Postgres on CloudNativePG is the recommended production-shape Postgres: HA replicas, PITR, Barman-managed S3 backups. The chart also documents migrating from a stand-alone Postgres install.

Observability

Observability covers metrics, logs, and traces:

  • Prometheus metrics over /metrics (every chi handler is wrapped)
  • ServiceMonitor CRD shipped in the chart
  • JSON-structured logs to stdout (Loki + Promtail-friendly)
  • Optional OpenTelemetry traces via OTLP/HTTP (off by default)

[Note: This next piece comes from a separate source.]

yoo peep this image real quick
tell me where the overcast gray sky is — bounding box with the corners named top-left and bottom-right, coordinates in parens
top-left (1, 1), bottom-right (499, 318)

Monitoring is the metrics deep-dive: the full metric catalogue, the Grafana import recipe for the bundled overview + deep-dive dashboards, three Alertmanager routing examples (PagerDuty / Slack / email-only) for the bundled alert + recording rules, sample PromQL for the five most common triage questions, and a section-per-alert runbook.

Versioning policy

Versioning policy covers Calendar Versioning (YYYY.MAJOR.MINOR), the daily update-channel poll, and the 18-month support window per year-major. The Admin Overview page shows the currently-installed version, when it was built, and whether an update is available.

Release pipeline

Release pipeline describes how every CalVer tag becomes three multi-arch container images on ghcr.io, signed with cosign-keyless OIDC and attested with a CycloneDX SBOM. The workflow runs entirely from GitHub Actions identity — no long-lived OrbitalReg key is involved — so a downstream auditor can verify provenance without a vendor handshake.

Demo seeder

Demo seeder (orbital seed) documents the test-user matrix the seeder writes alongside the demo projects, repos, and trust policies. Five gestaffelte access profiles (alice / bob / carol / dave / eve) on the default tier let an operator (or an integration test) walk the per-project RBAC matrix without an auth roundtrip; full-plus adds three richer profiles (token-only CI bot, SAML-asserted maintainer, second org admin) for sales walkthroughs.

Air-gapped mode

Air-gapped operations is the runbook for installs that can't reach the public internet:

  • Egress is blocked by default on fresh installs
  • Each integration (webhooks, OSV, Sigstore Rekor, telemetry, OTel) has its own opt-in toggle under Admin → System → Egress allowlist
  • Documentation, the chart, and container images all ship as air-gap-friendly bundles

Day-2 checklist

A short list of "things that should be enabled before you go-live":

ItemDoc
Postgres backups verified end-to-endBackup verification
At least one tested DR drill in the last 90 daysDisaster recovery
ServiceMonitor scraping the APIObservability
Alert rules with runbook linksObservability
TLS via cert-manager, with a Renewal monitor(operator's existing dashboard)
Air-gapped egress allowlist matches your security postureAir-gapped operations
At least one project-owner exists per projectCore concepts
Retention policies on long-tail reposCore concepts
Sigstore trust policies pinned for prod-deploy reposCore concepts

Released under the Apache-2.0 License.